A lot of times high profile players come from the same areas or even from the same schools. Thus, coaches know which areas to keep an eye on. This varies from West Coast to East Coast but there are definitely hot beds of recruiting when it comes to basketball.
However, there are other recruits that fly under the radar. They may be just as talented as the players being talked about but aren’t being talked about. Say recruit X lives in Orting, WA, not known for high D-1 talent but recruit X is talented and not being recruited. This is the type of player many D1 programs are looking for.
While a lot of coaches will recruit the talked about players, most D1 programs are looking for the under the radar player. The player they can get in on first and maybe sway him to sign to their program early.
D1 coach said this is important to him and his program:
“But for us, when you need to find recruits that fly under the radar or that have potential that hasn’t really been reached yet. Having eyes in different places that are looking out for you is important. Having people that understand your program and what you’re looking for helps when you’re looking for players.”
It is important for these coaches to have eyes all over the nation that can keep eyes on box scores or hear about recruit X and pass along the word.
Another way that a coach will encounter a player is by watching lots of basketball.

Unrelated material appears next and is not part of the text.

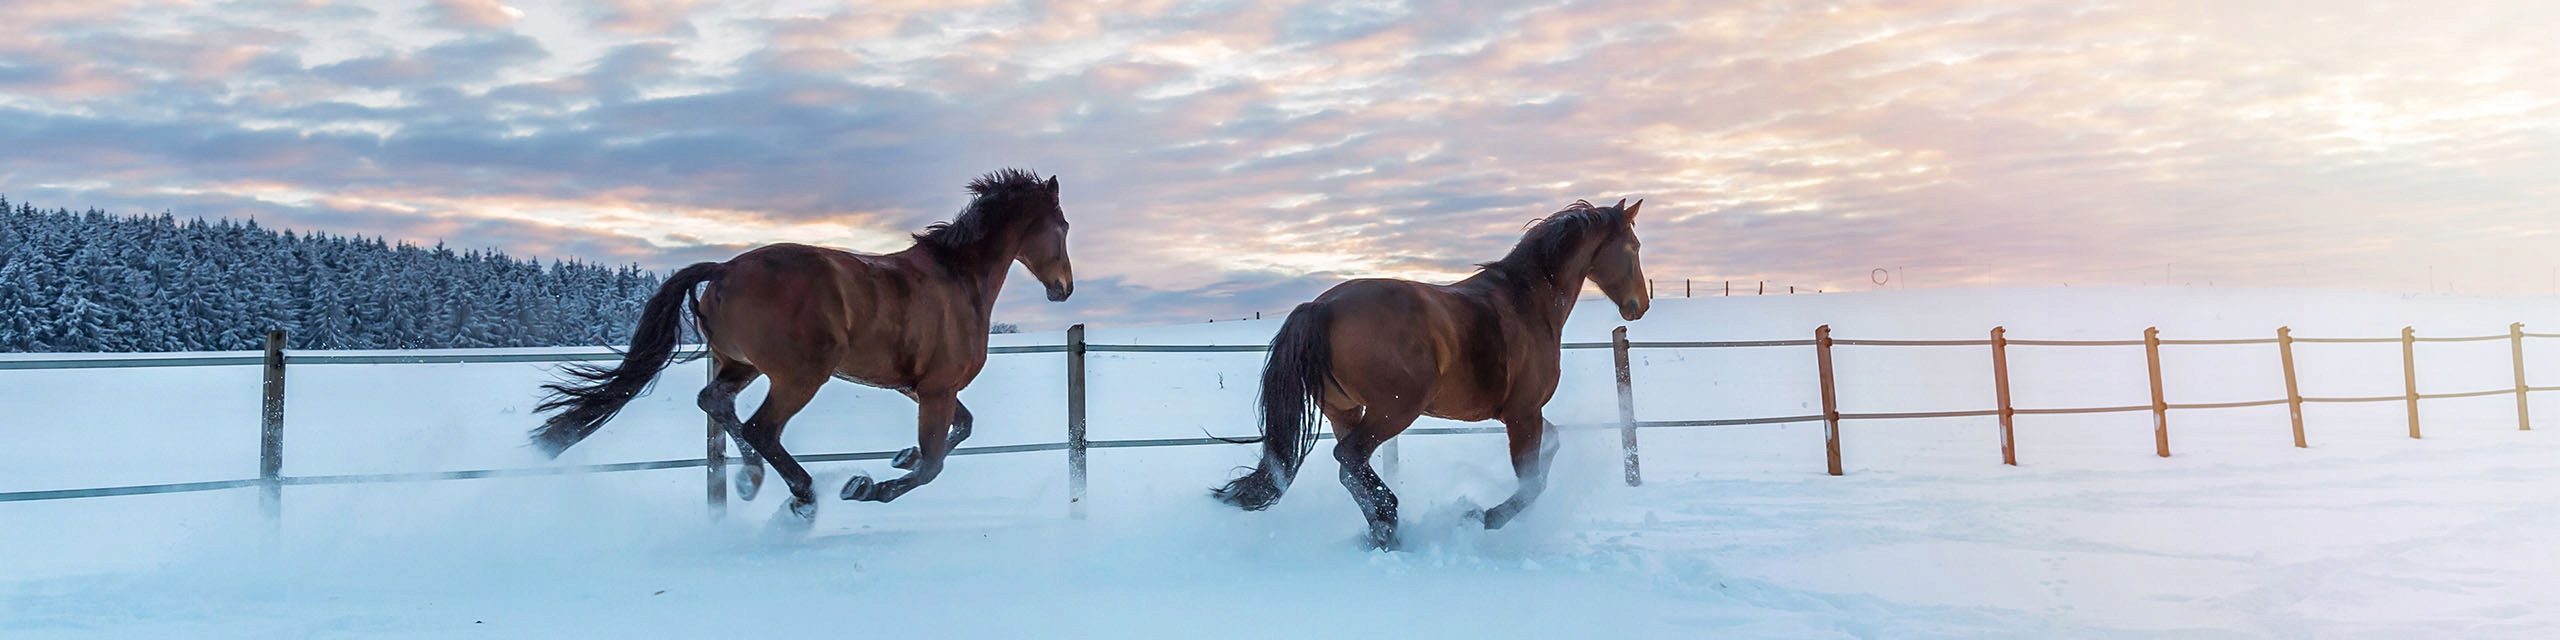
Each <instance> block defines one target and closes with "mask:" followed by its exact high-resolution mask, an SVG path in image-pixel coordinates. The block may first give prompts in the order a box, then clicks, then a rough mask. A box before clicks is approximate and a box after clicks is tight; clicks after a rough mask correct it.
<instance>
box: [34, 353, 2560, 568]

There are times when a coach is out scouting another player only to realize that it is not recruit X that works best for their system but recruit Y. They hadn’t even heard of recruit Y until they were out checking out recruit X.
Regardless of how a coach hears about a recruit whether by hearsay, sources, or by watching a game, coaches always evaluate a player on their own. They don’t just naturally trust a recruiting site because they need to make sure the recruit fits into their system.
This is the first encounter which leads us to the first contact. That will be part 2 of the series.